Amidst global market downturn, the performance of our model portfolios improved during March – May period. When the Jakarta Composite Index (JCI) plunged 6.19% in March, the worst since November 2016 (-5.05%), our model portfolios took lesser hit. The Dividend Focused model portfolio fell 3.06% and the Low Volatility Equity (LOVE) model portfolio was only down 2.02%.
In April, the JCI (-3.14%) continued to be battered by foreigners’ massive sell-off but the Dividend Focused model portfolio edged up 0.47% while the LOVE model portfolio advanced almost 2%. And finally when the selling pressure started to abate in May, the JCI slipped 0.18% but the Dividend Focused model portfolio rose 1.95% and the LOVE model portfolio jumped 6.2%.
Year-to-Date, the JCI still nourished its wound by down 5.86% and the MSCI Indonesia took a nosedive and fell 13.84%. The Dividend Focused model portfolio grew 4.06% and the LOVE model portfolio soared 11.21%.

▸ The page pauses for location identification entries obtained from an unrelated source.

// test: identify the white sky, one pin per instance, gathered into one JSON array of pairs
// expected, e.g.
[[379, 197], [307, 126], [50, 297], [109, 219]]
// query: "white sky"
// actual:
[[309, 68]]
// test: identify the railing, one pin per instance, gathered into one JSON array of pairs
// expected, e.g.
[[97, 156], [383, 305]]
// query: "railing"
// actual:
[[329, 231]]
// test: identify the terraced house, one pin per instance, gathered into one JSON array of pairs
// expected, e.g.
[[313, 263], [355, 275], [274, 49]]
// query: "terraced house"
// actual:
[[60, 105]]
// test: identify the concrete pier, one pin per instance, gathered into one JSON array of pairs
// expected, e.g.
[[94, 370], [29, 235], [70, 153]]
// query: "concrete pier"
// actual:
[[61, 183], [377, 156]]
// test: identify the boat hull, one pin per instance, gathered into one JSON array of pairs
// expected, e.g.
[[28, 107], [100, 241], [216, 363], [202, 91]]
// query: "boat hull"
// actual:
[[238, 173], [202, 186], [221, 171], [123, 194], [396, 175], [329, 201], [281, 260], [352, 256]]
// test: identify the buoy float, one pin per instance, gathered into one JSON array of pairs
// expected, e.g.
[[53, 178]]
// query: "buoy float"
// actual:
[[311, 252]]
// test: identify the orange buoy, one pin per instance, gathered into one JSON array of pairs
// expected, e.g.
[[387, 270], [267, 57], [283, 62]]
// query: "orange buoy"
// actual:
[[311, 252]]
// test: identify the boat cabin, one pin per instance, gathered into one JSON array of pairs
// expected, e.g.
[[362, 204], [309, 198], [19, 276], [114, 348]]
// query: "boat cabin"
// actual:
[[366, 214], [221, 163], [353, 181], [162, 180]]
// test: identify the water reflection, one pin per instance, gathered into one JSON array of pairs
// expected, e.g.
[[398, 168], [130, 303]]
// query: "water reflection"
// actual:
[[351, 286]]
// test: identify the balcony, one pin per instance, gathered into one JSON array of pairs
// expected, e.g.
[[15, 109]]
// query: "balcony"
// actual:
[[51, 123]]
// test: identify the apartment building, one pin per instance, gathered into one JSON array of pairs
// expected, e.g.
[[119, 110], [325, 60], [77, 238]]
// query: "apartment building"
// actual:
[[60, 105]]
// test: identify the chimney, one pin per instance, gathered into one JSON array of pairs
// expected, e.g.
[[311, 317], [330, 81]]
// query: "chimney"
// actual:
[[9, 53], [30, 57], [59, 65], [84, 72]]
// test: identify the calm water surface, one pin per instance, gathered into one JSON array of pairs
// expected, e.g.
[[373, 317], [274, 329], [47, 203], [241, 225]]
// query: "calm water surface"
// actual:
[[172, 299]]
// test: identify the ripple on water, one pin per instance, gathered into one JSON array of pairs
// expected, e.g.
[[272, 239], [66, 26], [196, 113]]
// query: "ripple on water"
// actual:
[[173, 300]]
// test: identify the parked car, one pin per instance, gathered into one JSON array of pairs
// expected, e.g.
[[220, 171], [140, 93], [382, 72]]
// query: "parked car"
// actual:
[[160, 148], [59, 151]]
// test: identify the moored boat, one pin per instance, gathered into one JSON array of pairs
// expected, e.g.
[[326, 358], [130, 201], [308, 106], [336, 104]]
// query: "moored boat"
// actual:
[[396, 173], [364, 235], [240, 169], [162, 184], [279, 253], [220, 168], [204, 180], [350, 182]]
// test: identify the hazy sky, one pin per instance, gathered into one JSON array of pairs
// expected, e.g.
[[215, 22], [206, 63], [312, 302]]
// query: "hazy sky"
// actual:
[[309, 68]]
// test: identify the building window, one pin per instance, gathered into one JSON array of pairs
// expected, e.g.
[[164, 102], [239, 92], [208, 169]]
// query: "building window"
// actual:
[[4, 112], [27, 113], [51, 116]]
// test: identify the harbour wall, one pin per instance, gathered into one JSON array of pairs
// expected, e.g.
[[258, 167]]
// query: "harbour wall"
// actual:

Dividend Focused Model Portfolio
The Dividend Focused model portfolio generated 1.72% return during March-May 2018. Since its inception (December 2017), it advanced 7.16%, outperforming the broader market index, the JCI (Jakarta Composite Index) which was barely changed (+0.53%), creating an excess return of 6.63%. December 2017 was the best month with 4% return while the worst performance (-3%) was registered in March 2018.